JAKARTA, Wakil Ketua DPR RI Fadli Zon menilai tidak terpenuhi unsur makar pada kasus dugaan makar terhadap Rachmawati Soekarnoputri dan kawan-kawan yang ditangkap menjelang aksi damai tanggal 2 Desember 2016. Karena itu Waketum Gerindra itu meminta Presiden Jokowi, Kapolri, dan Kapolda menghentikan kasus itu atau SP3.
“Saya berpendapat tidak ada terpenuhi unsur makar di situ, dan ini pasal yang seharusnya betul-betul dibuat dengan hati-hati dan harus juga diperhatikan dengan hati-hati tidak sembarangan.

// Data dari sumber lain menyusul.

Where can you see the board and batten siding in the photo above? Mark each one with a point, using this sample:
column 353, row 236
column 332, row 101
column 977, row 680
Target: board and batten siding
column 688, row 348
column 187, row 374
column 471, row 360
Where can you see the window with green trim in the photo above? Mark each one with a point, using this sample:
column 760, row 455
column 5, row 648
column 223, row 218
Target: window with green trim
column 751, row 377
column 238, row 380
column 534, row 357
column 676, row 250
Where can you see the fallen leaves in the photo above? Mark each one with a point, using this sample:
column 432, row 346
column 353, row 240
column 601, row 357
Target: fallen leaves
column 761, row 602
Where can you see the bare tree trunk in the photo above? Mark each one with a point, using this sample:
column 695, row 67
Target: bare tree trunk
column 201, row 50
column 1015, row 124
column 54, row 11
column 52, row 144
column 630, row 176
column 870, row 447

Kalau tidak, ini akan membuat demokrasi terancam, karena negara kita bukan negara polistate,” tegas Fadli Zon ketika menerima audiensi Rachmawati Soekarnoputri, Advokat Cinta Tanah Air (ACTA) dan kuasa hukum para terduga makar di Gedung DPR RI Jakarta, Selasa (10/01/2017).
Selanjutnya, sebagai Pimpinan DPR RI seperti halnya menerima audiensi dari masyarakat lainnya, dia akan segera meneruskan apa yang disampaikan Rachmawati dan kawan-kawan yaitu menutup perkara ini kepada Presiden, Kapolri dan Kapolda.

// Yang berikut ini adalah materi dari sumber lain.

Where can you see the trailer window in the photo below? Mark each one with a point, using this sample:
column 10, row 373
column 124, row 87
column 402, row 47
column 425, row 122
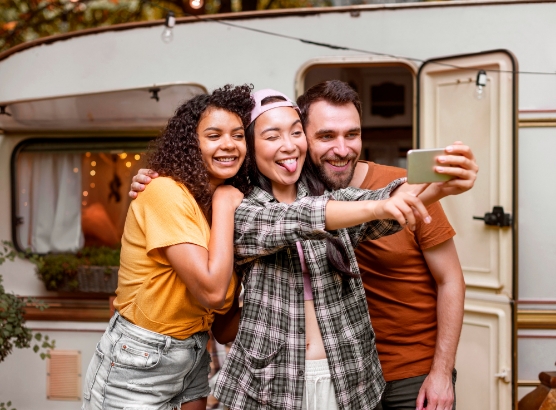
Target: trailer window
column 71, row 194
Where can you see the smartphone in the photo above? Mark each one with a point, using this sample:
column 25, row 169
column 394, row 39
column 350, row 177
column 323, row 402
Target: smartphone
column 420, row 166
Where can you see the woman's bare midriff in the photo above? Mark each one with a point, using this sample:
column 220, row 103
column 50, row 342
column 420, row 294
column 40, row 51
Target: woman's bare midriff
column 313, row 337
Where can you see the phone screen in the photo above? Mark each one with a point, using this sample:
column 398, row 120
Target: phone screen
column 420, row 166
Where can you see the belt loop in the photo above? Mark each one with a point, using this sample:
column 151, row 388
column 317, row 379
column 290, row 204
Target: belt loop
column 167, row 345
column 113, row 320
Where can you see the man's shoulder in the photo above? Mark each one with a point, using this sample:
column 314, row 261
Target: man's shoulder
column 379, row 176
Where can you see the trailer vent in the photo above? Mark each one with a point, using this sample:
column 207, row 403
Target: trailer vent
column 63, row 377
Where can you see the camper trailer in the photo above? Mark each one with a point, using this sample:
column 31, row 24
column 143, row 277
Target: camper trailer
column 78, row 109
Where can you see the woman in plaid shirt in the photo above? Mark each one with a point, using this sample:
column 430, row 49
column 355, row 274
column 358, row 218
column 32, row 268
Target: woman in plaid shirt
column 305, row 339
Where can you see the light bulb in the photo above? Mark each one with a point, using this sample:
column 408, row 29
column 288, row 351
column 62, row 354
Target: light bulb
column 481, row 84
column 479, row 92
column 167, row 35
column 169, row 23
column 196, row 4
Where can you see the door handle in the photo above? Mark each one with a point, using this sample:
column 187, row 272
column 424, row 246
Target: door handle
column 504, row 375
column 496, row 218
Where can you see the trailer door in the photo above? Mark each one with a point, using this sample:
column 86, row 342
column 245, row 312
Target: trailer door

“Saya kira ini harus ada satu langkah, yaitu perkara ini ditutup. Dan, permintaan daripada bapak-bapak dan Ibu-ibu akan segera saya sampaikan kepada Presiden RI, Kapolri, dan Kapolda agar masalah ini tidak berlarut-larut dan energi kita sebagai bangsa juga tidak tersedot oleh perkara yang sebetulnya omong-kosong, kalau tidak ada bukti-bukti yang kuat,” ujarnya.

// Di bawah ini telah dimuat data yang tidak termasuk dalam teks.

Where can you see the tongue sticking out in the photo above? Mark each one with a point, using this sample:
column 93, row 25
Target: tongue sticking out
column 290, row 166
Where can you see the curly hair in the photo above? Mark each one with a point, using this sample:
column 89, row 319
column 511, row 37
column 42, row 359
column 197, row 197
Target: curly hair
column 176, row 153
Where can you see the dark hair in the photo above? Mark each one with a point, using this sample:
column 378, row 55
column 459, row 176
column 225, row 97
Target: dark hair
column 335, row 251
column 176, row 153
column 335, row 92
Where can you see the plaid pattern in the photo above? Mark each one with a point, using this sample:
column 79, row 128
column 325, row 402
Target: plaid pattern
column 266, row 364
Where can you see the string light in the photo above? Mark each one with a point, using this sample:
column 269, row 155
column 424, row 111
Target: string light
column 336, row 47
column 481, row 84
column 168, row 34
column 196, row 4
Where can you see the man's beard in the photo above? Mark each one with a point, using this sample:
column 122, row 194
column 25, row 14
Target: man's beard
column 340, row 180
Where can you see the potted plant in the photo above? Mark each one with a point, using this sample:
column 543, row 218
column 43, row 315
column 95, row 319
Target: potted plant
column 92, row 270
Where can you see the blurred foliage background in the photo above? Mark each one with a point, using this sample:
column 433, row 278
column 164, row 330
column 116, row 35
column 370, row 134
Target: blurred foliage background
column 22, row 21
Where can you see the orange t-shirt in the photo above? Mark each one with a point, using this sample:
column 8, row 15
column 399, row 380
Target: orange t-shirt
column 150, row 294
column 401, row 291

Menurut Fadli, apa yang disampaikan Rachmawati dan para kuasa hukum jelas bukti-buktinya masih sangat sumir dan bahkan dalam persoalan diksi, etimologi kata makar saja orang bisa berbeda interpretasi.
“Masak orang berniat aksi damai dikatakan makar. Saya kira apa yang disampaikan Ibu Rachmawati bahwa aksi itu berbeda dengan peristiwa 1965 dan sebagainya dimana ada kekerasan fisik, senjata, itu jelas makar. Kalau aksi 21216 senjatanya mana? Tidak ada senjata. Perlu juga disampaikan ke MPR, ke DPR dan sebagainya yang merupakan rumah rakyat yang dijamin konstitusi,” tambahnya.
Dikatakan, konstitusi kita jelas mengatakan baik konstitusi UUD 1945 yang ditetapkan 18 Agustus 1945 atau perubahannya, itu ada jaminan hak untuk berbicara, hak untuk berkumpul, hak untuk berserikan, dan hak untuk menyampaikan pendapat baik lisan maupun tulisan.
Dalam pertemuan yang juga dihadiri anggota Komisi III DPR RI Fraksi Gerindra Supratman Andi Agtas dan Wenny Warrouw, anggota DPR dari daerah pemilihan Jawa Barat itu meminta data ataupun petisi-petisi yang lengkap sebagai bahan untuk mendalami adanya dugaan melanggar hukum.
“Karena ini kami baru mendengar dari sepihak dimana proses interogasinya seperti sebuah dagelan. Dan saya kira itu menunjukkan ketidakprofesionalan, dan kita tidak ingin ada polisi yang tidak professional,” jelasnya.
Mengingat polisi itu pengayom dan pelayan masyarakat kata Wenny, ini perlu juga diketahui publik, apakah ini perbuatan oknum atau memang menjadi suatu policy, kebijakan, dan ini menjadi bagian dari tugas DPR untuk melakukan pengawasan.
Apakah kemudian ada unsur pelanggaran hak asasi manusia (HAM) termasuk di dalam hal ini penahanan tanpa proses BAP, dan kalau benar sebagaimana disampaikan pengacara dalam kasus Sri Bintang Pamungkas, Zamran dan Ruslan.
Karena itu Fadli Zon, ada sejumlah kejanggalan yaitu tentang proses yang begitu cepat, tidak ada satu kehati-hatian. “Kita menyayangkan, kenapa tidak ada satu gelar perkara yang terbuka, yang transfaran terhadap kasus dilakukan saudara Ahok, dalam hal ini polisi sangat hati-hati mengistimewakan Ahok untuk menjadikan dia tersangka?” katanya mempertanyakan.
Tapi dalam kasus ini, polisi demikian cepat; tiba-tiba dan ada semacam satu ketergesa-gesaan yang bisa membuat tindakan itu professional. Bahkan bisa dianggap abuse of power atau melanggar hukum itu sendiri. “Semua warga negara bersamaan kedudukannya di dalam hukum,” pungkasnya.